Dans une déclaration rendue publique le même jour, le médecin congolais estime que les mesures annoncées par le United States Department of the Treasury contribuent à modifier le rapport de force sur le terrain, mais qu’elles doivent s’accompagner d’initiatives diplomatiques coordonnées. Il exhorte notamment l’Union européenne et la Commission européenne, ainsi que plusieurs États membres, dont la France et la Pologne, à suspendre « sans plus tarder » leur coopération sécuritaire et militaire avec Kigali et à geler l’aide budgétaire directe accordée au pays.
« La communauté des États ne peut continuer à laisser le régime criminel de Kigali défier le droit international sans réaction sérieuse », déclare-t-il, appelant à mobiliser « une volonté politique forte » et à utiliser « tous les leviers disponibles, y compris en visant les plus hauts responsables », afin de favoriser une sortie de crise durable et de mettre fin à la catastrophe sécuritaire et humanitaire que traverse la population congolaise depuis des décennies.
Cette réaction intervient après l’annonce, le 2 mars, de sanctions prises par le département du Trésor américain contre les Rwanda Defence Force (RDF) et quatre officiers supérieurs, accusés d’implication dans l’instabilité persistante au Nord-Kivu et au Sud-Kivu. Pour le Prix Nobel, ces mesures pourraient accélérer un dénouement comparable à celui de la crise de 2012-2013, qui s’était conclue sous pression internationale.

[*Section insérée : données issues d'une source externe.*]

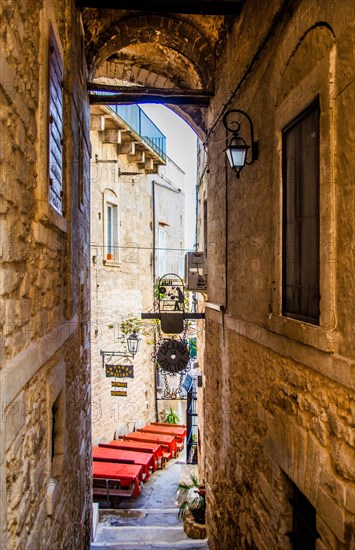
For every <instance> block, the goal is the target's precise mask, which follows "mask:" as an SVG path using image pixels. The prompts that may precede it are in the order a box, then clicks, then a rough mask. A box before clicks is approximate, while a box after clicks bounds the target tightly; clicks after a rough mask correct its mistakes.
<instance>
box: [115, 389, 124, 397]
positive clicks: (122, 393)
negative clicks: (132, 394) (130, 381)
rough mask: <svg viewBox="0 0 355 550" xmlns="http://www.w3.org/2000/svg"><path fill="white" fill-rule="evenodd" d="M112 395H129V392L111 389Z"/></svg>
mask: <svg viewBox="0 0 355 550" xmlns="http://www.w3.org/2000/svg"><path fill="white" fill-rule="evenodd" d="M111 397H127V392H126V391H124V390H111Z"/></svg>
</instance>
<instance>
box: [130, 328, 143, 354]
mask: <svg viewBox="0 0 355 550" xmlns="http://www.w3.org/2000/svg"><path fill="white" fill-rule="evenodd" d="M139 344H140V338H139V336H138V335H137V334H133V333H132V334H130V335H129V336H128V338H127V347H128V351H129V352H130V353H133V354H136V353H137V351H138V349H139Z"/></svg>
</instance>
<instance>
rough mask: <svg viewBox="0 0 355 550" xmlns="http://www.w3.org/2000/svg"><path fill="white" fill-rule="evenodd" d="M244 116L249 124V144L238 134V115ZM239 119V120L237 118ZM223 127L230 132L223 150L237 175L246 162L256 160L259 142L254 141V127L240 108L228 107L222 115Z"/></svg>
mask: <svg viewBox="0 0 355 550" xmlns="http://www.w3.org/2000/svg"><path fill="white" fill-rule="evenodd" d="M238 115H241V117H242V120H243V117H244V118H246V120H247V121H248V125H249V132H248V134H249V136H248V138H249V137H250V145H249V144H248V143H247V142H246V141H245V140H244V139H243V137H242V136H241V135H240V134H239V132H240V128H241V125H242V122H239V120H240V118H241V117H240V116H238ZM238 119H239V120H238ZM223 124H224V127H225V128H226V130H227V131H228V132H230V133H231V134H232V136H231V137H230V138H229V140H228V143H227V147H226V148H225V152H226V155H227V158H228V161H229V164H230V166H231V168H232V169H233V170H234V172H235V173H236V174H237V178H238V179H239V175H240V172H241V170H242V169H243V168H244V166H245V165H246V164H253V162H254V161H255V160H258V156H259V143H258V142H257V141H254V128H253V123H252V121H251V118H250V116H249V115H248V114H247V113H245V112H244V111H241V110H240V109H230V110H229V111H227V112H226V113H225V115H224V117H223Z"/></svg>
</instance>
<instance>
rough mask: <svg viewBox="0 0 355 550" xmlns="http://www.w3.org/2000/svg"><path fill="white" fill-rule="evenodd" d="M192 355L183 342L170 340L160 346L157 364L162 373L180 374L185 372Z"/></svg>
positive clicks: (158, 353)
mask: <svg viewBox="0 0 355 550" xmlns="http://www.w3.org/2000/svg"><path fill="white" fill-rule="evenodd" d="M189 360H190V354H189V350H188V349H187V346H186V345H185V344H184V343H183V342H181V340H174V338H169V339H168V340H164V341H163V343H162V344H161V345H160V347H159V349H158V354H157V362H158V365H159V367H160V368H161V370H162V371H165V372H168V373H170V374H178V373H180V372H182V371H184V370H185V369H186V368H187V366H188V363H189Z"/></svg>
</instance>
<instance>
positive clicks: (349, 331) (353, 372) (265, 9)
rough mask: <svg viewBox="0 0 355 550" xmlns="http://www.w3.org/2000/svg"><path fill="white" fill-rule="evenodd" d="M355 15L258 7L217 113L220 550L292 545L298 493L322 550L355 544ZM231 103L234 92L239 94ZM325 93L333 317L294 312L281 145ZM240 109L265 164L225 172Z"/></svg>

Cependant, souligne-t-il, depuis novembre 2021, Kigali est accusé par Kinshasa et par des experts onusiens de soutenir la rébellion du M23 dans l’est congolais, ce que les autorités rwandaises contestent. Le Rwanda, pays largement dépendant de l’aide extérieure, demeure, selon lui, particulièrement vulnérable aux pressions diplomatiques et économiques. D’où l’appel à une action concertée visant à « isoler politiquement, diplomatiquement et économiquement le régime agresseur ».
Denis Mukwege plaide également pour l’application stricte de la résolution 2773 du Conseil de sécurité des Nations unies, qui exige un cessez-le-feu immédiat et inconditionnel, le retrait des forces rwandaises du territoire congolais, la fin du soutien au M23 ainsi que le démantèlement des administrations parallèles établies dans les zones occupées.
Alors que les États-Unis demeurent le principal bailleur des missions onusiennes, il estime que les sanctions américaines devraient logiquement entraîner le retrait du Rwanda des contingents engagés dans les opérations de paix des Nations unies. « Il est inacceptable pour l’ONU d’employer une armée qui se distingue depuis trente ans dans la déstabilisation de la région des Grands Lacs », affirme-t-il, évoquant des violations graves du droit international humanitaire et des droits humains documentées par plusieurs rapports onusiens.
Enfin, pour le médecin congolais, seule une application rigoureuse du droit international permettra de restaurer durablement la paix et la stabilité dans la région des Grands Lacs africains.